"Yes, our life is a rich tapestry of vomit."
It's happened. Enough of my high school friends now have children (and not just babies but actual kids) that the Christmas party has a distinctly different atmosphere. Not entirely different. We still tell stories that start "Remember when you were so drunk that...", but we hushed up whenever a child came into the room for boo-boo kisses, DVD help or nourishment.
One of my friends opined that we were actually very good kids for all the naughty secret things we did, and she thinks we should have acted worse. It's an interesting question--if you put morals aside for the moment and focus on the utilitarian. I guess today's results indicate that we were "good kids," since everyone is intact and most of us went to college, own homes, are happily married and have kids. You certainly have to wonder how much more we could have gotten away with before serious cracks appeared in the veneer.
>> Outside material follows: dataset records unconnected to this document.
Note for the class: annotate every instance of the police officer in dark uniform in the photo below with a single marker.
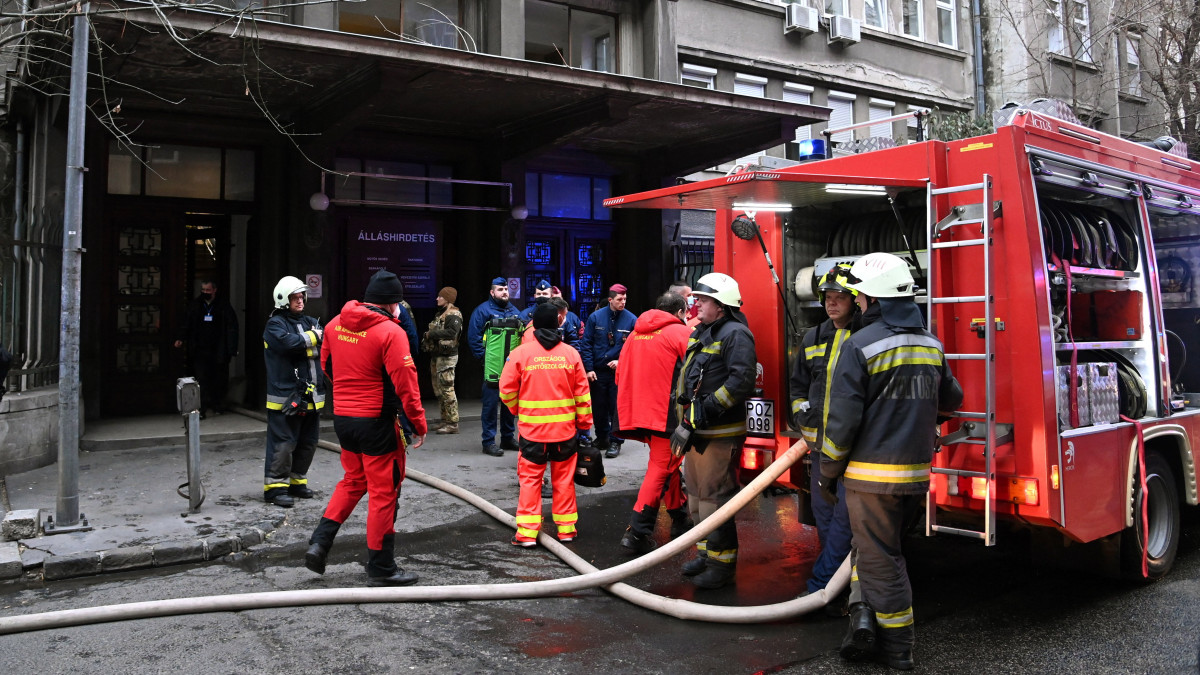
(889, 383)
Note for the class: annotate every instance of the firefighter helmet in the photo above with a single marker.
(837, 279)
(881, 275)
(720, 287)
(287, 287)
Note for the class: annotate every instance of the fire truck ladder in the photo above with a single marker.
(981, 428)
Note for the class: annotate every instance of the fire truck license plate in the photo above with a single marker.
(760, 417)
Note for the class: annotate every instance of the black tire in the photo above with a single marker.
(1164, 524)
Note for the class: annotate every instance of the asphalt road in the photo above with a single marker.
(978, 610)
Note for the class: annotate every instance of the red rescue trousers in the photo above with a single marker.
(663, 478)
(563, 508)
(376, 476)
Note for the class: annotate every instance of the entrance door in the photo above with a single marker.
(154, 262)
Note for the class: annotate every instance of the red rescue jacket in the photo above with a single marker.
(547, 389)
(646, 372)
(365, 352)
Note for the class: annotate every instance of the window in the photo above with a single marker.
(912, 16)
(1133, 64)
(799, 94)
(1075, 42)
(390, 190)
(181, 171)
(947, 23)
(562, 35)
(697, 76)
(749, 85)
(874, 12)
(568, 196)
(841, 113)
(879, 109)
(429, 22)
And don't come away from this thinking that all the memories that hold us together are memories of debauchery--we had a lot of innocent fun, too.
In A Tree Grows In Brooklyn, Francie's Aunt Sissy expresses regret about all the lovers she has had, and wishes her husband Steve had been "the first and only one." Her sister (Francie's mother) says "Woman talks that way...it means she's going into the change of life....If she never had any lovers, she kicks herself around when the time comes, thinking of all the fun she could have had, didn't have, and now can't have. If she had a lot of lovers, she argues herself into believing that she did wrong and she's sorry now. She carries on that way because she knows that soon all her woman-ness will be lost...lost."
And I think something similar is happening here. We're still years away from menopause, but never again can we dip more than a toe into reckless irresponsibility. It's the wonderful thing about parenthood and the awful thing about parenthood--the job you can't quit.